Le 1er mars 2024, un groupe de scientifiques du New England Aquarium a fait une observation inhabituelle.
Au cours d’un vol de surveillance aérienne de routine des eaux côtières du Massachusetts, ces scientifiques ont aperçu une baleine grise, issue d’une population que l’on croyait éteinte!
Les baleines grises sont de grandes baleines à fanons qui sont facilement identifiables grâce aux motifs uniques de leur peau, marbrée de gris et de blanc. Elles se caractérisent aussi par leur nageoire dorsale, réduite à une bosse aplatie qui se poursuit par des « jointures » ou des crêtes distinctes vers leur nageoire caudale.
La population actuelle de baleines grises vit dans le nord de l’océan Pacifique et son parcours migratoire comprend des aires d’alimentation estivales le long des côtes ouest et arctique du Canada. Bien qu’historiquement les baleines grises peuplaient également l’océan Atlantique, cette population avait pratiquement disparu au XVIIIe siècle, en partie en raison de la chasse intensive.
Une baleine grise a cependant été observée ce mois-ci : c’est un événement extraordinaire, mais ce n’est pas la première fois que cela se produit. Au cours des 15 dernières années, cinq baleines grises ont en effet été observées dans les eaux de l’Atlantique. Sachant que ces baleines sont considérées comme éteintes dans l’Atlantique depuis près de 300 ans, chaque observation est un régal rare. Cette dernière observation est des plus intrigantes, car il est fort possible que la baleine observée soit la même qui a été observée plus au sud, en Floride, à la fin de l’année dernière.
La manière dont cette baleine grise a réussi à atteindre les eaux de l’Atlantique est très probablement attribuable au changement climatique. En raison des hivers plus courts et plus doux, la couverture de glace de l’Arctique a en effet diminué et a ouvert des zones auparavant inaccessibles en raison des obstacles physiques liés à la banquise. Les scientifiques pensent que ces baleines grises ont ainsi pu se déplacer du Pacifique Nord jusqu’à l’Atlantique en tirant parti de ce passage récemment ouvert dans l’Arctique, ce qui met en évidence l’impact rapide du changement climatique sur le comportement des grandes baleines.

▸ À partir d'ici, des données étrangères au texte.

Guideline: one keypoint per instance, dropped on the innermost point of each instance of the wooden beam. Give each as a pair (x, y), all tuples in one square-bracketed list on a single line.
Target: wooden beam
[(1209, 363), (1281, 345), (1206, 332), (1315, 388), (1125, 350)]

Les baleines grises ne sont pas les seules grandes baleines dont la répartition a évolué dans l’Atlantique en réponse au changement climatique. Les baleines noires de l’Atlantique Nord ont ainsi déplacé leurs aires d’alimentation estivales de la baie de Fundy vers le golfe du Saint-Laurent, probablement en raison du fait que l’une de leurs principales proies a migré vers le nord au cours de la dernière décennie. Les baleines grises et les baleines noires de l’Atlantique Nord sont confrontées dans ces eaux à leur plus grande menace : l’enchevêtrement dans les engins de pêche. Mais ce danger n’est pas une nouveauté pour les baleines grises, car ces baleines (avec les baleines à bosse) comptent parmi celles qui s’enchevêtrent le plus dans les engins de pêche du Pacifique. Cependant, à mesure que ces baleines reviennent dans les eaux de l’Atlantique, où les risques d’enchevêtrement sont une préoccupation majeure, les gestionnaires et les décideurs politiques doivent envisager des mesures supplémentaires pour le suivi d’autres espèces. Bien que les mesures existantes et en cours de mise en place pour la conservation de la baleine noire de l’Atlantique Nord puissent contribuer à la protection d’autres espèces de baleines en péril, la mesure de cette contribution n’est pas encore clairement établie. Ce sujet de recherche est actuellement étudié par l’équipe de conservation marine de la Fédération canadienne de la faune.
Ces observations incroyables sont une délicieuse surprise pour les scientifiques, mais nous rappellent aussi l’importance d’exercer une surveillance cohérente et d’adopter des pratiques de gestion et des politiques flexibles capables de s’adapter à un environnement et à des populations en constante évolution.